NASHEET WAITS’ HEALING QUALITIES OF BARBECUE BEEF RIBS
Nasheet Waits
Recipe
Coming soon.
The first thing people notice about Nasheet Waits may be his laugh. For someone so impossibly cool, he laughs with the delight of someone who seems genuinely amused by the world. Conversations drift. A low, unmistakable chuckle that suggests he is already enjoying the joke, whether the rest of us have caught up yet or not. Stay around him a little longer, however, and another quality emerges.
He seems not especially sentimental, nor does he make a performance out of caring. Yet he has a habit of quietly stepping swiftly in when someone needs help. No announcement. No credit. Just swift action. He checks in on younger musicians. He makes space for others. He notices when something needs doing and simply does it. I've often wondered where that comes from. Perhaps the answer begins long before New York jazz clubs and concert halls, in Walnut Grove, Mississippi.
Nasheet's grandmother, Lillie Bell Weathers, was born there in 1917. The eldest daughter in a large family, she spent much of her life caring for others. As a young woman, she left Mississippi, first for Connecticut and later for Detroit, part of the Great Migration that carried generations of Black families northward in search of safety, opportunity, and a future.
But migration never meant leaving family behind. Those who could work sent money home. Those who found stability helped those who had not. Care was not an act of charity. It was responsibility. That was the world Lily Bell came from. And she fed people.
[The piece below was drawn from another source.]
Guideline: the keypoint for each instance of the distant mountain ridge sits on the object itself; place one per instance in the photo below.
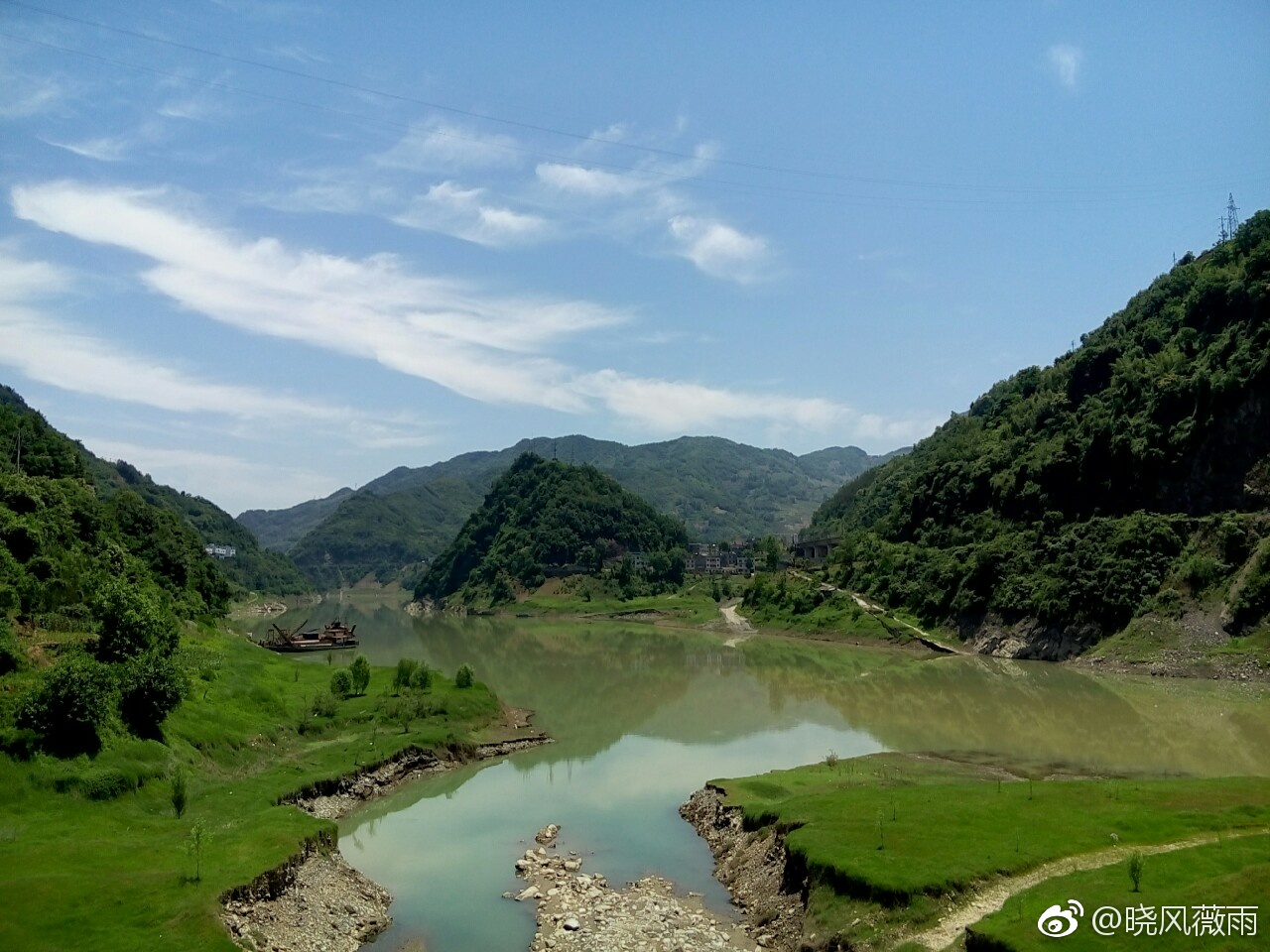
(48, 452)
(1132, 476)
(543, 515)
(717, 488)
When Nasheet's father, drummer Freddie Waits, returned home from the road, there was one dish he always requested: chicken and dumplings. She made it for young Nasheet and his brother as well. They appreciated it, but it never quite became their favorite. Lillie Bell noticed. So she made something else.Barbecue beef ribs. Those ribs became the dish. The recipe is mostly lost now. There was barbecue sauce. The ribs were on the bones and oven-baked, not grilled. There were probably greens, cabbage, and cornbread on the table. The details have faded. What remains is the feeling. And the stories.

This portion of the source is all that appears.